Value Chain Development, 'pengembangan rantai nilai' adalah salah satu pendekatan dalam peningkatan kesejahteraan petani.
Banyak yang menyangka pendekatan ini semata-mata mengutak-atik rantai nilai melalui introdusir supporting system baru; pengembangan model bisnis simbiosis mutualisme antar-aktor  yang lebih pro-petani; atau pemangkasan rantai suplai agar efisien dan lebih menguntungkan petani.
Padahal, hemat saya, faktor terpenting dalam pengembangan rantai nilai adalah peningkatan kapasitas petani yang selanjutnya berdampak peningkatan peran dan kontrol mereka dalam rantai nilai.Â
Peningkatan kapasitas, bahkan tanpa peningkatan peran dan kontrol sekalipun, bisa meningkatkan porsi pendapatan petani dari setiap tahap penciptaan nilai, sejak di tangan produsen sejati hingga tiba ke tangan konsumen akhir.
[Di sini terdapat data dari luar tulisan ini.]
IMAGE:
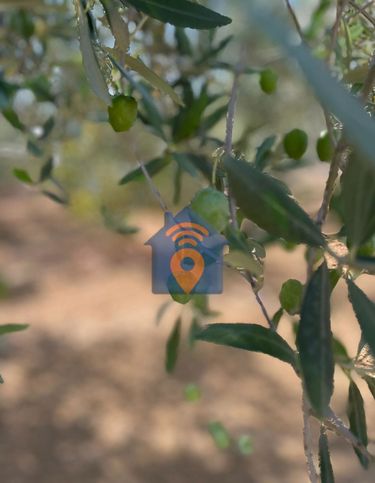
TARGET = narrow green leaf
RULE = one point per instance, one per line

Karena itu, memahami posisi petani dalam rantai nilai yang existing adalah salah satu komponen terpenting pengembangan rantai nilai.
Kiranya ada empat level posisi petani dalam pengembangan rantai nilai, yaitu chain actors, chain partners, chain activity integrators, dan chain co-owners.Â
Istilah-istilah ini saya pinjam dari buku "Chain empowerment: Supporting African farmers to develop markets" yang diterbitkan KIT, Faida MaLi and IIRR pada 2006 silam.
Pertama, petani sebagai chain actors.
Chain actor adalah posisi terlemah petani. Umumnya petani Indonesia, terutama rumah tangga petani kecil subsisten berada di posisi ini.
Sebagai chain actor, petani nyaris tidak punya kontrol sama sekali terhadap rantai nilai, memiliki informasi yang sangat terbatas tentang pasar, dan menjadi price taker yang pasrah.
Seringkali para organizer tani atau lembaga-lembaga swadaya masyarakat yang bergerak di bidang pemberdayaan petani memecahkan problem petani chain actor dengan buru-buru mendorong integrasi horizontal melalui pembentukan kelompok tani atau koperasi produsen.